Dwadzieścia lat po wysadzeniu przez francuski wywiad „Tęczowego Wojownika” – statku organizacji ekologicznej Greenpeace – we Francji wciąż słuchać echa tamtych wydarzeń. Ujawniono, że akcję miał zaakceptować ówczesny prezydent - Francois Mitterrand.

Dotychczas za głównych winowajców uważano byłego szefa wywiadu wojskowego, ówczesnego ministra obrony, a także byłego socjalistycznego premiera. Okazuje się jednak, że ówczesny szef rządu o niczym nie wiedział. Zgodę na wysadzenie statku wydał zaś sam prezydent Mitterrand.
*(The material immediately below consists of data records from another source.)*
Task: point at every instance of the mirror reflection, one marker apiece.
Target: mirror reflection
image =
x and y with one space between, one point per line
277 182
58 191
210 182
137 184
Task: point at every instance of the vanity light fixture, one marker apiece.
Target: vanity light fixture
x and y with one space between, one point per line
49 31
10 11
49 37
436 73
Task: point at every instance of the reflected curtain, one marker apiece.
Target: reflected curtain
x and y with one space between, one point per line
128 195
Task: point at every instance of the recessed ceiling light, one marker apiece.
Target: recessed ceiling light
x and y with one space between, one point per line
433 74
Ujawnienie rewelacji jest nie na rękę socjalistom, ponieważ świadczą one o tym, że ich były przywódca zaakceptował pomysł przeprowadzenia akcji, którą można określić jako zamach terrorystyczny, skierowany przeciw organizacji ekologicznej.

Do eksplozji doszło 20 lat temu w nowozelandzkim porcie Auckland. Misją statku było położenie kresu francuskim próbom nuklearnym na atolu Mururoa. W akcji zginął portugalski fotograf Fernando Pereira, który na zdjęciach miał dokumentować przebieg wyprawy.